Denied the reassurance of one last victory heading into the offseason, Garza was instead left to stew one last time following a game that easily could have gone his way but inevitably slipped away.
So to the Orioles, their 3-2 victory Thursday night represented the end of a 13-game losing skid that had gnawed at them for two weeks. And to Garza, it was one last log on the fire that will probably burn for the next four months.
Just about any way you slice the numbers he put up, his season was an impressive one. He held opponents to a .233 batting average, a franchise record, and in smothering lefties at a .196 clip he has been stingier against them than any right-handed starter in the majors.
He crossed the 200-inning plateau for the first time, finishing at 203, and his 189 strikeouts this season are the second-most in Rays history behind Scott Kazmir's 239 whiffs in 2007. His 19 quality starts - including Thursday's - led the team.
You can stack those statistics and others as high as you like, but all Garza can see as he looks back at this year is his final record - 8-12.
"It's bittersweet," he said. "You pitch to win, and this year I didn't do that job. So I'm just going to pack it up, take it home and take a couple months off and just get away from baseball for a while."

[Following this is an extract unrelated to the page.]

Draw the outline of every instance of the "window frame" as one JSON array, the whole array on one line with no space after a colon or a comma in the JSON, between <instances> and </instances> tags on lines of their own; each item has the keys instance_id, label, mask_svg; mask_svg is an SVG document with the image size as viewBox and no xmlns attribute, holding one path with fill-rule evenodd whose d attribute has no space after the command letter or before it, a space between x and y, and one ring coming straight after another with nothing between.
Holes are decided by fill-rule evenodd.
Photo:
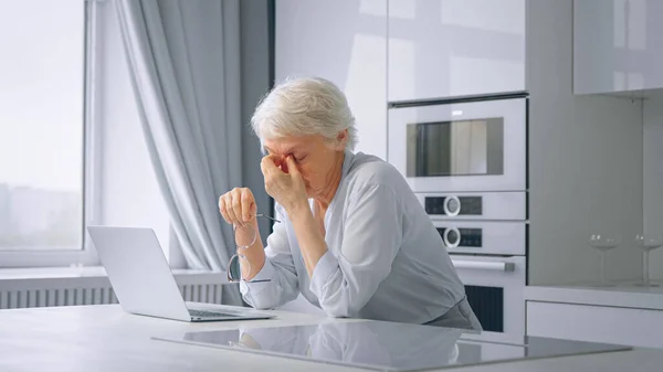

It may take a while for that frustration to bleed away, and the way Thursday's game unfolded didn't help.
Garza entered the game as the worst-supported starter in the league, with the Rays averaging 3.75 runs per nine innings in his appearances. So watching his teammates manage only one run and a pair of hits against Chris Waters and the Orioles' bullpen through the first eight innings was nothing new.
Waters, a Lakeland native and Lake Gibson High graduate, was quite effective pitching so close to home. Ben Zobrist's 27th homer, a solo shot to left in the fourth, represented the only damage the Rays managed against Waters in his five innings.
The Rays finally mounted a real rally against closer Jim Johnson in the ninth, scoring once and putting the winning run on base. But Akinori Iwamura grounded back to Johnson with the tying run on third to end it and hand that final loss to Garza.
Manager Joe Maddon said he believes Garza has pitched significantly better than his record and called it a shame he'll be judged more on 8-12 than everything else he did.
But that's just the way it goes sometimes, even if a rock-solid explanation for why it happened remains elusive.
"It doesn't really make a whole lot of sense," Zobrist said. "He's pitched really well for us and been very solid, and we just weren't able to get him those wins."